Although they share a state of revery, their compositions are substantially distinct from one another. Perhaps they refer to the lotus-eaters encountered by Odysseus in Greek mythology, who, after succumbing to the narcotic effect of the lotus fruit and flowers, fell into a blissful, amnesic slumber, as recalled in Tennyson's poem The Lotos-Eaters with the lines:

"Music that brings sweet sleep down from the blissful heavens."

Although Ofili's Flower Eaters do not depict a particular narrative, they demonstrate the artist's persistent interest in the kind of storytelling found in ancient mythology and in the otherworldly or supernatural forces or energies that appear to foreshadow periods of transition. They touch on many levels of awareness, the unique emotional registers of night and day, as well as the mystique and mythology of Trinidad, where the artist has resided since 2005.

The Flower Eaters and two bigger paintings named Harvester, 2021, which portray a person soaring through the night sky over a flower field, reflect ideas that have preoccupied Ofili for a number of years. A 2008 picture by the artist, named The Healer, depicts the yellow poui tree, known for its intense, short-lived flowering, and a figure, The Healer, whose frenetic eating causes the blossoms to fall from the night sky to the ground.

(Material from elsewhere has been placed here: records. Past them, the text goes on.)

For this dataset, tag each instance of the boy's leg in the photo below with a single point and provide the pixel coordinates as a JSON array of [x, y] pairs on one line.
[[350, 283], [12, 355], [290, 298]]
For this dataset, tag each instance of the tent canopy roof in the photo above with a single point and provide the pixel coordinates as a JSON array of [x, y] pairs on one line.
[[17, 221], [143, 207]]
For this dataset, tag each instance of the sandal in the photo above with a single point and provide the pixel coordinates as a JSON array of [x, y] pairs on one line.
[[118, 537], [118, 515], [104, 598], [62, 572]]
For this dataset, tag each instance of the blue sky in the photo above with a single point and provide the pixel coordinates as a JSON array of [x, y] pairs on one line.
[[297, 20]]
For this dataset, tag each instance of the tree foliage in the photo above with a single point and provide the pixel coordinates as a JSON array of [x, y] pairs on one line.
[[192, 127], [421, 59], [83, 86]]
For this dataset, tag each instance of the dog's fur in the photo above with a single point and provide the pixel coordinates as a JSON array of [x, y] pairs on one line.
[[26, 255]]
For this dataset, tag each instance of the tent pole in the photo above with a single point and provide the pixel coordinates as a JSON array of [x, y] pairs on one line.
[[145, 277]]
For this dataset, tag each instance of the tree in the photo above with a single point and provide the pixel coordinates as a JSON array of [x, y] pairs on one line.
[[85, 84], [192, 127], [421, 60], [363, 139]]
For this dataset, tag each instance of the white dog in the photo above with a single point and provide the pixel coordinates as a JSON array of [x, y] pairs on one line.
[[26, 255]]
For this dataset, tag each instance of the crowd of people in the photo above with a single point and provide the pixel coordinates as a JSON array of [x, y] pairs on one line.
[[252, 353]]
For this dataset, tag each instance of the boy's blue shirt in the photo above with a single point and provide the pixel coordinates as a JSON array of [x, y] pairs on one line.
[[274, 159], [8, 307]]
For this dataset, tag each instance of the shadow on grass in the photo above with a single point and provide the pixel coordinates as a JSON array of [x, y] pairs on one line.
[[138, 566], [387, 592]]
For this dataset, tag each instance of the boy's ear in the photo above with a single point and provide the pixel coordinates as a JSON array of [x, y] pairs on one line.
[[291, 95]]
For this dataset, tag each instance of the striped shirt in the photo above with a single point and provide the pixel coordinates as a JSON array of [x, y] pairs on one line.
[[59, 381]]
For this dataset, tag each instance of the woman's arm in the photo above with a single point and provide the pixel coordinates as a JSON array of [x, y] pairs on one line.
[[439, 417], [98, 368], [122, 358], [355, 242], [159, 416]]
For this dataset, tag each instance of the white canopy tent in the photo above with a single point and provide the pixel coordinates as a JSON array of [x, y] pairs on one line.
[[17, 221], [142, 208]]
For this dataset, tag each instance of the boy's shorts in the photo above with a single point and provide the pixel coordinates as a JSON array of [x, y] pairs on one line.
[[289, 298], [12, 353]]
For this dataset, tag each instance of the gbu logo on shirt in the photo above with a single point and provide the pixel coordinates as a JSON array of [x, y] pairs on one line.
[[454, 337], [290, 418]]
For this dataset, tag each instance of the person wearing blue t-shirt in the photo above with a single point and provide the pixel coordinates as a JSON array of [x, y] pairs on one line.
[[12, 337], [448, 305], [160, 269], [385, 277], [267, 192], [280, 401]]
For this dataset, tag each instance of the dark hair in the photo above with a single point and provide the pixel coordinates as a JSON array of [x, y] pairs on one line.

As with this previous painting, the pieces in Harvest relate to the artist's continued contemplation of the bright, mystical, and possibly ultimately ineffable, as well as his career-long interest in transcendence through visual means.

About Chris Ofili 

Born in Manchester, England, in 1968, Chris Ofili presently lives and works in Trinidad. The Chelsea School of Art granted him a Bachelor of Arts in Fine Art in 1991, and the Royal College of Art granted him a Master of Arts in Fine Art in 1993. Significant solo exhibitions of the artist's work have been held at international venues such as the Institute of Contemporary Art, Miami (2017–2019); National Gallery, London (2017); New Museum, New York (2014), touring to Aspen Art Museum (2015); The Arts Club of Chicago (2010); Tate Britain, London (2010 and 2005); Kestner Gesellschaft, Hannover (2006), The Studio Museum of Harlem, New York (2005) and Serpentine Gallery, London (2005). (1998). In 2003, the artist represented the United Kingdom in the 50th Venice Biennale, and in 1998, he was awarded the Turner Prize.